Nevius entered the University of Leyden in 1646. In 1651 (or possibly 1650), he sailed to America, probably leaving from Amsterdam. When he landed in Manhattan, it contained perhaps 1,000 inhabitants. Peter Stuyvesant was governor. The village was called Manhattoes until 1653, when it was incorporated as the city of New Amsterdam.

Joannes Nevius was probably a merchant when he first arrived. The first record of him in Manhattan is March 3, 1652, when he witnessed a baptism. On March 13, 1653, he was assessed 100 guilders to help pay for the city's defensive wall. On September 1, 1653, he was appointed arbitrator in a suit for wages.

On November 18, 1653, he married Adriaentje Bleijck. On November 22, 1653, he signed a "Remonstrance of the Merchants of New Amsterdam in Regard to the Imposition of Import Duties."

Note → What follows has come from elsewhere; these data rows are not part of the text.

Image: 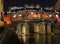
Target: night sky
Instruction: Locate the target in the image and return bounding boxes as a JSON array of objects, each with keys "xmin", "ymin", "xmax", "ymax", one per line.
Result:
[{"xmin": 4, "ymin": 0, "xmax": 57, "ymax": 11}]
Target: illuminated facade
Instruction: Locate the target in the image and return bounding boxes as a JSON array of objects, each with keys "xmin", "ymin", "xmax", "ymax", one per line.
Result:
[{"xmin": 0, "ymin": 0, "xmax": 3, "ymax": 12}]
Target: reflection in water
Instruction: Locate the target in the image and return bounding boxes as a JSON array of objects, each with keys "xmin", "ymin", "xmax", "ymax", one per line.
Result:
[{"xmin": 17, "ymin": 22, "xmax": 60, "ymax": 44}]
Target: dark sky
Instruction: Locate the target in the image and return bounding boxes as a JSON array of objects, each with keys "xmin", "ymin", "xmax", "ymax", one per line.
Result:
[{"xmin": 4, "ymin": 0, "xmax": 57, "ymax": 10}]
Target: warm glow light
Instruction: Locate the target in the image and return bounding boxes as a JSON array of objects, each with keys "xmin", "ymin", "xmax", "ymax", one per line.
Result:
[
  {"xmin": 19, "ymin": 14, "xmax": 21, "ymax": 17},
  {"xmin": 13, "ymin": 15, "xmax": 16, "ymax": 18},
  {"xmin": 31, "ymin": 12, "xmax": 33, "ymax": 14},
  {"xmin": 56, "ymin": 14, "xmax": 59, "ymax": 18},
  {"xmin": 49, "ymin": 15, "xmax": 52, "ymax": 17}
]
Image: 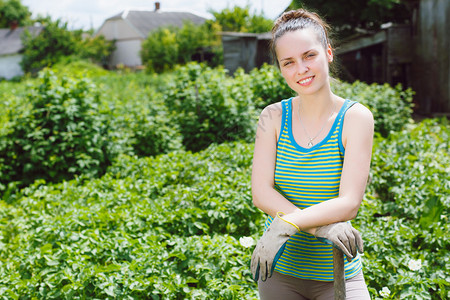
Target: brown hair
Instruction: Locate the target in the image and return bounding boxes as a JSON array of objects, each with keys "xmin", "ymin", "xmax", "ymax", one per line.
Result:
[{"xmin": 270, "ymin": 8, "xmax": 331, "ymax": 65}]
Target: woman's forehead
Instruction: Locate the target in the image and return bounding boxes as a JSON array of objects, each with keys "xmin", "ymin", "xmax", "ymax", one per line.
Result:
[{"xmin": 275, "ymin": 29, "xmax": 323, "ymax": 55}]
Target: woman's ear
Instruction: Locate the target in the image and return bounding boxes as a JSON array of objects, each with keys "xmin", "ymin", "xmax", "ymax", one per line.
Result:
[{"xmin": 327, "ymin": 44, "xmax": 333, "ymax": 62}]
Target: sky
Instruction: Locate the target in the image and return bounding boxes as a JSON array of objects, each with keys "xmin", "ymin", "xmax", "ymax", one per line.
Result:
[{"xmin": 21, "ymin": 0, "xmax": 291, "ymax": 30}]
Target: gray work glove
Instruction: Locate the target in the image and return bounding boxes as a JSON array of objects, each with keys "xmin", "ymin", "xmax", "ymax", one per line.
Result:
[
  {"xmin": 250, "ymin": 213, "xmax": 300, "ymax": 281},
  {"xmin": 314, "ymin": 222, "xmax": 364, "ymax": 262}
]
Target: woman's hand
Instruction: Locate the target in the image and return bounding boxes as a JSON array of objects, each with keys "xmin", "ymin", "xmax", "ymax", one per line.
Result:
[
  {"xmin": 314, "ymin": 222, "xmax": 364, "ymax": 262},
  {"xmin": 250, "ymin": 213, "xmax": 300, "ymax": 281}
]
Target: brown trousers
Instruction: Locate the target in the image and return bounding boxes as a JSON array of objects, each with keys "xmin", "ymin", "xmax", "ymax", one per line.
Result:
[{"xmin": 258, "ymin": 272, "xmax": 370, "ymax": 300}]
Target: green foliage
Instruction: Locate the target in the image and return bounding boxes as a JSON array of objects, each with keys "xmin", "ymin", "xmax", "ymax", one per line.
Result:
[
  {"xmin": 0, "ymin": 71, "xmax": 109, "ymax": 190},
  {"xmin": 0, "ymin": 0, "xmax": 31, "ymax": 28},
  {"xmin": 234, "ymin": 64, "xmax": 294, "ymax": 110},
  {"xmin": 21, "ymin": 20, "xmax": 81, "ymax": 73},
  {"xmin": 141, "ymin": 22, "xmax": 219, "ymax": 73},
  {"xmin": 0, "ymin": 61, "xmax": 450, "ymax": 300},
  {"xmin": 165, "ymin": 63, "xmax": 256, "ymax": 151},
  {"xmin": 0, "ymin": 144, "xmax": 262, "ymax": 299},
  {"xmin": 209, "ymin": 6, "xmax": 273, "ymax": 33},
  {"xmin": 94, "ymin": 73, "xmax": 183, "ymax": 157},
  {"xmin": 235, "ymin": 64, "xmax": 414, "ymax": 136},
  {"xmin": 332, "ymin": 81, "xmax": 414, "ymax": 137},
  {"xmin": 21, "ymin": 18, "xmax": 114, "ymax": 73},
  {"xmin": 357, "ymin": 120, "xmax": 450, "ymax": 299},
  {"xmin": 0, "ymin": 120, "xmax": 450, "ymax": 300}
]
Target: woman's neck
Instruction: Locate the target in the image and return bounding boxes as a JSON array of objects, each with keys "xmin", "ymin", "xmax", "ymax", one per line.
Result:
[{"xmin": 296, "ymin": 90, "xmax": 338, "ymax": 120}]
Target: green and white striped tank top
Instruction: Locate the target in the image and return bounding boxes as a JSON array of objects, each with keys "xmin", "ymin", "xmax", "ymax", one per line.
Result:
[{"xmin": 265, "ymin": 98, "xmax": 362, "ymax": 281}]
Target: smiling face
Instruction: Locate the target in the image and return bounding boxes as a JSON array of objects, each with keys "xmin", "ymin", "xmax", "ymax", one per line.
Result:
[{"xmin": 275, "ymin": 28, "xmax": 333, "ymax": 95}]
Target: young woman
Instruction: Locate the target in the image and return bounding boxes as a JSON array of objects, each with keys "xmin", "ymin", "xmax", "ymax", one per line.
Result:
[{"xmin": 251, "ymin": 9, "xmax": 374, "ymax": 300}]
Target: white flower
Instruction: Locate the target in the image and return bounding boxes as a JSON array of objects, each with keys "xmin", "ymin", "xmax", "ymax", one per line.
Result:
[
  {"xmin": 380, "ymin": 286, "xmax": 391, "ymax": 298},
  {"xmin": 408, "ymin": 259, "xmax": 422, "ymax": 271},
  {"xmin": 239, "ymin": 236, "xmax": 254, "ymax": 248}
]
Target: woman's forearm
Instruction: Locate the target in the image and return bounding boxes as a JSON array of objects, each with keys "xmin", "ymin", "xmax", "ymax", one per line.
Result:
[{"xmin": 283, "ymin": 197, "xmax": 361, "ymax": 234}]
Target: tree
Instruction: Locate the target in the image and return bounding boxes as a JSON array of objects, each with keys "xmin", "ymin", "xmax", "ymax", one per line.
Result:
[
  {"xmin": 141, "ymin": 22, "xmax": 220, "ymax": 73},
  {"xmin": 0, "ymin": 0, "xmax": 31, "ymax": 28},
  {"xmin": 21, "ymin": 17, "xmax": 114, "ymax": 73},
  {"xmin": 210, "ymin": 6, "xmax": 273, "ymax": 33},
  {"xmin": 286, "ymin": 0, "xmax": 417, "ymax": 39}
]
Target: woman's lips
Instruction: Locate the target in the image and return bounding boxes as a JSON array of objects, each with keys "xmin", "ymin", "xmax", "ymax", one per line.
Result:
[{"xmin": 297, "ymin": 76, "xmax": 314, "ymax": 86}]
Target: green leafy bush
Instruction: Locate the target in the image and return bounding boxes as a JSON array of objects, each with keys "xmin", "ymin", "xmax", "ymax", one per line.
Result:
[
  {"xmin": 235, "ymin": 63, "xmax": 295, "ymax": 110},
  {"xmin": 357, "ymin": 120, "xmax": 450, "ymax": 299},
  {"xmin": 94, "ymin": 73, "xmax": 183, "ymax": 157},
  {"xmin": 21, "ymin": 17, "xmax": 115, "ymax": 74},
  {"xmin": 0, "ymin": 120, "xmax": 450, "ymax": 300},
  {"xmin": 164, "ymin": 63, "xmax": 256, "ymax": 151},
  {"xmin": 332, "ymin": 81, "xmax": 414, "ymax": 137},
  {"xmin": 0, "ymin": 70, "xmax": 109, "ymax": 189},
  {"xmin": 0, "ymin": 144, "xmax": 262, "ymax": 299}
]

He owned a lot at what is now 80 Broadway and may have had his house there. This land was taken from him by the city on May 3, 1657, for a parade ground.

November 30, 1654, he appeared in court as attorney-in-fact for his father-in-law, who was defendant in a suit regarding the construction and outfitting of a ship, the Nieuwe Liefde. This suit dragged on for several years.

December 8, 1654, Joannes Nevius was named a city Schepen (filling the term of a Schepen who had been murdered). There were five city Schepens and two Burgomasters, who sat as magistrates and city council in the Court of Burgomasters and Schepens at the Stadt Huis, or city hall.

On January 31, 1655, his term as Schepen was renewed for one year.

By January 18, 1655, Joannes Nevius was a deacon in the Dutch church.

On March 2, 1655, Nevius purchased a house on the north side of Pearl St. (present nos. 35 & 37). He probably moved to this house from the house at 80 Broadway.

September 15, 1655, New Amsterdam was attacked by 2,000 Indians, who destroyed 28 farms, killed 100 settlers, and took 150 prisoners.

On January 24, 1656, Joannes Nevius appeared as the plaintiff in a suit against Pieter van Couwenhoven for action on a debt of 283 florins.

February 7, 1656, Nevius' term as Schepen expired. Some time during 1656 he bought land in Brooklyn, at "The Ferry," probably from his father-in-law.

October 1657, he was sworn in as City Secretary. He resided in the Stadt Huis (71 & 73 Pearl St.). He kept the minutes of the Court of Burgomasters and Schepens, recorded deeds, and prepared official documents. He was also vendue master, i.e., he conducted all public sales (for a fee of 3 guilders per transaction), and he was law librarian. From this time, started spelling his name consistently "Joannes" instead of "Johannes."

On July 22, 1658, he conveyed his house and lot on Pearl St. to Cornelius Steenwyck.

September 6, 1664, the British took New Amsterdam and renamed it New York. In October, all the inhabitants were required to swear an oath of allegiance to King Charles II.

Joannes Nevius continued as City Secretary under the British. On June 12, 1665, the city government was restructured after the British model of mayor, aldermen, and sheriff. On June 19, it was found that the City Secretary could not keep minutes in English, and on June 27 Joannes resigned his position.

The Nevius family moved out of the Stadt Huis and onto Hoogh (High) Street. Not much is known about his whereabouts or activities from 1665 to 1670. By about 1670, Joannes Nevius and family were on the other side of the East River in Brooklyn, leasing and living in the ferry house there. He ran the ferry (probably hiring ferrymen) and a tavern in the ferry house.

Joannes Nevius died in May or June 1672. By June 10, 1672, his wife signed a petition to hold the ferry house as "widow." Following Dutch custom, his grave was probably unmarked and its location is now unknown.